P190 — Un jour de quilerage — Christiane
Les flèches de la cathédrale piquaient méchamment le ciel d’automne et les cumulus boursoufflés se vidaient d’une eau grise et glacée lorsqu’une silhouette, difficilement identifiable à travers le rideau des perles d’eau, déboucha de la ruelle des Bozos.
Les villageois s’étaient réfugiés qui dans la supérette, qui sous la halle du marché au grain et, pour passer le temps, ils regardaient cet homme qui se précipitait, tant bien que mal, vers la sortie du patelin. De larges clakezouks multicolores le gênaient dans sa fuite. Sur sa tête, une ziboule poil de carotte menaçait dangereusement de chuter dans les clouques où bouillonnaient les cataractes tombées du ciel.

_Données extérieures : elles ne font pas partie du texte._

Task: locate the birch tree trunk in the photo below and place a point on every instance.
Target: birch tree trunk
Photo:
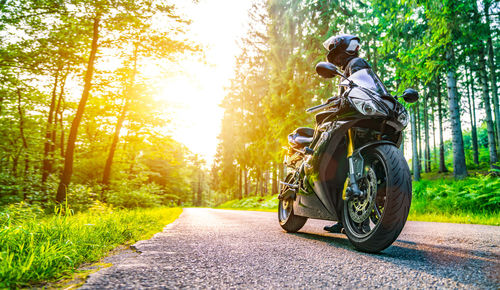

Alors, ce fut une vague irrépressible de rire qui submergea les spectateurs.
C’était tordant de voir ce louzou se démener. En plus, sa regodingue, gonflée par des cerceaux, le grossissaient de façon burlesque. Sous la halle aux grains, petits et grands se tenaient les toques de rigolade. Mais d’où il vient ce louzou ? Ah du cirque. Bah oui bien sûr… Dis maman, on pourra y aller au cirque ? Mais maman n’en pouvait plus de rire. Non c’était trop tordant.
Il y eut alors un énorme clerzac qui illumina les rues mais stoppa net les rires sous la halle au grain. Ici, on se méfiait des clerzacs comme celui-ci. Ils annonçaient un quilerage terrible, un redoublement du déluge et surtout des bolsoultoits ou des cavsoulots catastrophiques à n’en plus finir.
Le louzou, tétanisé s’était immobilisé. La ziboule, comme prévu, naviguait maintenant dans le caniveau et s’engouffra dans la première bouche d’égout. Les pans de la regodingue pendouillaient lamentablement. Son visage n’était plus qu’une palette délavée. Son clouzok lui collait aux botoques qu’il avait maigres comme des baguettes. Sous la halle au grain, Rémi fondit en larmes. Dis maman, on pourra plus le voir le louzou, il va tomber bredingue.
Maman rassura son godot et, malgré les trombes d’eau, se décida à rentrer. Le spectacle était terminé, enfin pour la matinée.